Call us now:
WE KILLED THE BROAD-FORM JURY CHARGE!
A multi-year, hard-fought battle is over, and Texas families are the victors. The broad-form jury charge is dead.
A jury charge is a series of instructions and questions given to a jury after the parties in a case have made their closing arguments. The answers to those questions determine which party wins. The broad-form jury charge allowed a Child Protective Services (CPS) attorney to throw multiple allegations (“grounds”) – up to twenty or more – at the jury in a parental termination case and then ask a single question: should the parent’s relationship with his or her child be forever severed? The problem with this approach is that it allows the jury to answer “yes” without requiring ten of the twelve jurors to find that CPS proved any single ground.
Consider this example: CPS has thrown twelve proposed grounds at the jury. Juror One decides that CPS had proven ground one (and only ground one) while all the other jurors find CPS’ evidence in support of ground one laughable. Juror Two then decides that CPS has proven ground two (and only ground two) while all the other jurors (including Juror One) find CPS’ evidence in support of ground two laughable. This scenario, repeated by the rest of the jurors, would result in a unanimous verdict in favor of termination even though CPS didn’t even come close to proving any ground to ten or more jurors, as required by Texas law.

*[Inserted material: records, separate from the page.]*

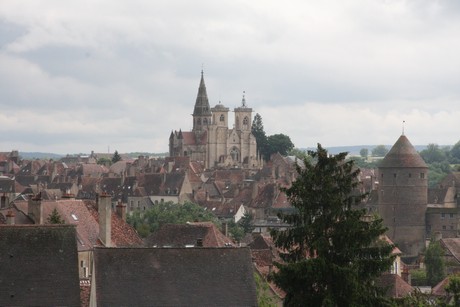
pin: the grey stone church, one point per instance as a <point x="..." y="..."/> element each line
<point x="211" y="141"/>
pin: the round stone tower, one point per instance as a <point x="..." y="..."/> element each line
<point x="403" y="196"/>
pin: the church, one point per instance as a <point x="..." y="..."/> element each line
<point x="211" y="142"/>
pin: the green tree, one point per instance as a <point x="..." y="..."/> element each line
<point x="434" y="261"/>
<point x="148" y="221"/>
<point x="298" y="153"/>
<point x="455" y="153"/>
<point x="55" y="218"/>
<point x="433" y="153"/>
<point x="332" y="253"/>
<point x="364" y="152"/>
<point x="116" y="157"/>
<point x="453" y="288"/>
<point x="258" y="131"/>
<point x="379" y="151"/>
<point x="278" y="143"/>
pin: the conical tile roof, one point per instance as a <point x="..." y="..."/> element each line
<point x="402" y="154"/>
<point x="202" y="102"/>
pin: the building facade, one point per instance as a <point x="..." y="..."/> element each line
<point x="403" y="196"/>
<point x="211" y="141"/>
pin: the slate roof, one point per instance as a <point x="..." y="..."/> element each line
<point x="182" y="235"/>
<point x="174" y="277"/>
<point x="394" y="285"/>
<point x="39" y="266"/>
<point x="402" y="154"/>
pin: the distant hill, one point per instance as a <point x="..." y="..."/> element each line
<point x="39" y="155"/>
<point x="354" y="150"/>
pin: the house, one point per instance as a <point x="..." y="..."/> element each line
<point x="202" y="234"/>
<point x="173" y="277"/>
<point x="96" y="224"/>
<point x="39" y="265"/>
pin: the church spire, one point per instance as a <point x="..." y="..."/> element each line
<point x="202" y="111"/>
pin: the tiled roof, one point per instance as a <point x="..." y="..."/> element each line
<point x="452" y="245"/>
<point x="177" y="235"/>
<point x="174" y="277"/>
<point x="39" y="266"/>
<point x="395" y="286"/>
<point x="402" y="154"/>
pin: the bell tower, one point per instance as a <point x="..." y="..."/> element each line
<point x="201" y="112"/>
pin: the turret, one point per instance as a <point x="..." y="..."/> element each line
<point x="403" y="196"/>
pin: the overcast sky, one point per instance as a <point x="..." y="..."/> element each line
<point x="77" y="76"/>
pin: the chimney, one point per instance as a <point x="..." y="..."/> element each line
<point x="105" y="219"/>
<point x="121" y="210"/>
<point x="10" y="217"/>
<point x="225" y="229"/>
<point x="255" y="190"/>
<point x="35" y="208"/>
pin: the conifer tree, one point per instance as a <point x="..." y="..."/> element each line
<point x="332" y="254"/>
<point x="116" y="157"/>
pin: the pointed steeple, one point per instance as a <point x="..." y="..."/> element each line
<point x="202" y="102"/>
<point x="202" y="112"/>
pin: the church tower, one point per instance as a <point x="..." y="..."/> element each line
<point x="201" y="112"/>
<point x="243" y="114"/>
<point x="403" y="196"/>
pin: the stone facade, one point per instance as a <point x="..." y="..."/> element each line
<point x="403" y="196"/>
<point x="211" y="141"/>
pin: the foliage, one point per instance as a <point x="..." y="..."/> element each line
<point x="280" y="143"/>
<point x="264" y="299"/>
<point x="433" y="153"/>
<point x="116" y="157"/>
<point x="364" y="152"/>
<point x="453" y="288"/>
<point x="332" y="254"/>
<point x="418" y="277"/>
<point x="55" y="218"/>
<point x="455" y="153"/>
<point x="416" y="298"/>
<point x="148" y="221"/>
<point x="434" y="261"/>
<point x="379" y="151"/>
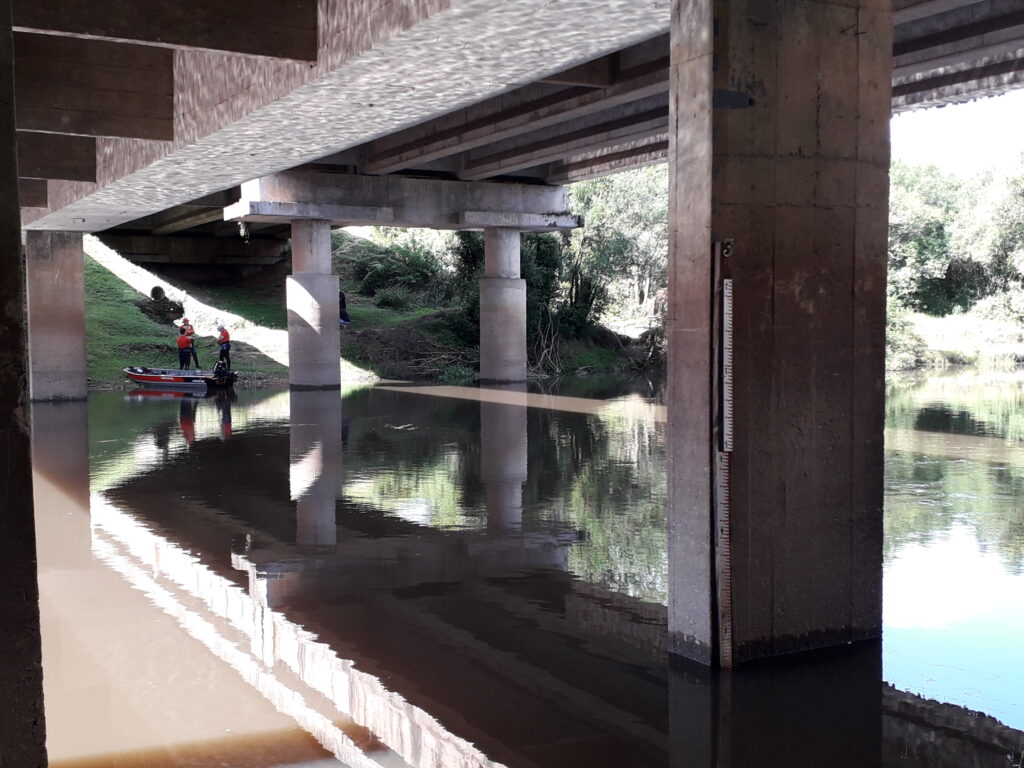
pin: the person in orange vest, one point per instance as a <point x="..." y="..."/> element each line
<point x="184" y="349"/>
<point x="224" y="340"/>
<point x="190" y="333"/>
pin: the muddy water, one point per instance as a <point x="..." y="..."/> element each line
<point x="448" y="577"/>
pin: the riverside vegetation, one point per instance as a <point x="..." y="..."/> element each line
<point x="596" y="296"/>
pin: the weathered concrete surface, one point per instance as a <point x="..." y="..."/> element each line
<point x="800" y="181"/>
<point x="503" y="309"/>
<point x="313" y="340"/>
<point x="56" y="315"/>
<point x="822" y="710"/>
<point x="345" y="199"/>
<point x="380" y="68"/>
<point x="311" y="246"/>
<point x="23" y="731"/>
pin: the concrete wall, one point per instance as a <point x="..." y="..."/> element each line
<point x="23" y="731"/>
<point x="56" y="315"/>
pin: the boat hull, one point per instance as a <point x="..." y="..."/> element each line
<point x="163" y="378"/>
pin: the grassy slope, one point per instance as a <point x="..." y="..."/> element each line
<point x="382" y="340"/>
<point x="118" y="335"/>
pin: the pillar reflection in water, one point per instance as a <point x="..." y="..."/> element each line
<point x="314" y="472"/>
<point x="503" y="460"/>
<point x="821" y="709"/>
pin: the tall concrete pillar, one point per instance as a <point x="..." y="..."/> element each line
<point x="55" y="263"/>
<point x="775" y="535"/>
<point x="503" y="463"/>
<point x="503" y="308"/>
<point x="314" y="472"/>
<point x="23" y="731"/>
<point x="313" y="341"/>
<point x="824" y="710"/>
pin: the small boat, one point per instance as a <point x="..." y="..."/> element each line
<point x="164" y="378"/>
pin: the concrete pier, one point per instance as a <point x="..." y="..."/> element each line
<point x="312" y="309"/>
<point x="503" y="309"/>
<point x="54" y="267"/>
<point x="779" y="551"/>
<point x="314" y="465"/>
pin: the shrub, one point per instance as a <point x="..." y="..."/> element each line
<point x="395" y="297"/>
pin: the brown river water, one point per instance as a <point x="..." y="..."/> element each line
<point x="448" y="577"/>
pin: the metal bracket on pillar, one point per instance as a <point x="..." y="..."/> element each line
<point x="723" y="442"/>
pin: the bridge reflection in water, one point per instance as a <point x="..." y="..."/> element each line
<point x="407" y="580"/>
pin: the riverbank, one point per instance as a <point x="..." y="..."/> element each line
<point x="411" y="341"/>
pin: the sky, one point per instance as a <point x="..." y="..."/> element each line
<point x="963" y="138"/>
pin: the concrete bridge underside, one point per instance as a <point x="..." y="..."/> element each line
<point x="778" y="156"/>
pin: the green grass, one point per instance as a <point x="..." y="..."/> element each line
<point x="118" y="335"/>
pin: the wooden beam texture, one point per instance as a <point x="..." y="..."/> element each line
<point x="32" y="193"/>
<point x="285" y="29"/>
<point x="45" y="156"/>
<point x="93" y="87"/>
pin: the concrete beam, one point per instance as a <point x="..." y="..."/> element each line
<point x="553" y="144"/>
<point x="960" y="85"/>
<point x="963" y="37"/>
<point x="52" y="156"/>
<point x="605" y="163"/>
<point x="285" y="29"/>
<point x="93" y="88"/>
<point x="519" y="221"/>
<point x="597" y="74"/>
<point x="195" y="250"/>
<point x="498" y="120"/>
<point x="911" y="10"/>
<point x="412" y="202"/>
<point x="32" y="193"/>
<point x="383" y="68"/>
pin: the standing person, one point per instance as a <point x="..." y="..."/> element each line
<point x="190" y="333"/>
<point x="184" y="349"/>
<point x="224" y="340"/>
<point x="343" y="318"/>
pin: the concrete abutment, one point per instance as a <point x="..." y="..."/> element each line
<point x="55" y="276"/>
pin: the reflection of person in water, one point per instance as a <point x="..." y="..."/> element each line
<point x="223" y="403"/>
<point x="186" y="419"/>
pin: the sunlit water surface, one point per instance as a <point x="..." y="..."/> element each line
<point x="402" y="578"/>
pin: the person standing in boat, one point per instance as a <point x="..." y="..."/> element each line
<point x="190" y="333"/>
<point x="184" y="349"/>
<point x="224" y="341"/>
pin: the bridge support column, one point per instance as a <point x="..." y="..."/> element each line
<point x="503" y="463"/>
<point x="313" y="341"/>
<point x="23" y="730"/>
<point x="781" y="550"/>
<point x="54" y="268"/>
<point x="314" y="465"/>
<point x="503" y="309"/>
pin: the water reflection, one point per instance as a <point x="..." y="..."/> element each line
<point x="954" y="542"/>
<point x="399" y="579"/>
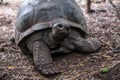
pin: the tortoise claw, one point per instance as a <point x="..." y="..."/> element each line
<point x="50" y="70"/>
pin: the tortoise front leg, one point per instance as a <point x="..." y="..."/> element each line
<point x="42" y="58"/>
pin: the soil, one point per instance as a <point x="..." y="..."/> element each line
<point x="15" y="65"/>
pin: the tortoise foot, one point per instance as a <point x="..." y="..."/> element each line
<point x="91" y="45"/>
<point x="50" y="70"/>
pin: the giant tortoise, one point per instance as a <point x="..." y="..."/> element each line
<point x="44" y="27"/>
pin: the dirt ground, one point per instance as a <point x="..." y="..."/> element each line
<point x="75" y="66"/>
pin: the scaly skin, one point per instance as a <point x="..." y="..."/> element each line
<point x="41" y="56"/>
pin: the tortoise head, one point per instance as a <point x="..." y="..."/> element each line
<point x="60" y="30"/>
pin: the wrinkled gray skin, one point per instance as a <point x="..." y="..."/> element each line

But no more. The Texas Supreme Court has ruled that as of May 1, 2020, jurors will be questioned on each ground in the jury charge. CPS must get ten of twelve jurors to agree on at least one of those grounds. This helps families two ways. First, no more pet theory terminations as described above. Second, it will help families appeal erroneous jury decisions by showing attorneys and judges alike exactly what ground(s) the jury terminated on.
I am proud to have played a small part, along with the Texas Home School Coalition and others, in this battle. Congratulations to all who participated in this long overdue demise. None but CPS and their cronies will be mourning the departed.
Read the Texas Supreme Court’s Order Amending Texas Rule of Civil Procedure 277.
6 Comments
Comments are closed.
If a CPS Investigator has lied and purjured themselves in the initial Investigative Report presented to the Court showing a need for Emergency Removal of your children? Would that be enough to have an already “closed” CPS case reversed? Is there any legal recourse for this?
It is a terribly Sad state of affairs when those individuals who have
been Hired by the State to be responsible for the Protection of Children are the Very ones responsible for causing the Trauma and Harm.
My question is where does that leave us that got our rights terminated right before this passed.
It has no effect on previously-decided cases.
Great news Mr. Chris, I am glad they’re are hardworking and honest people like yourself fighting to make a difference for Texas Families.
If a CPS Investigator lied and purjured themselves in the initial Investigative Report presented to the Court showing a need for Emergency Removal of your children? Would that be enough to have an already “closed” CPS case reversed or thrown out? Is there any legal recourse for this?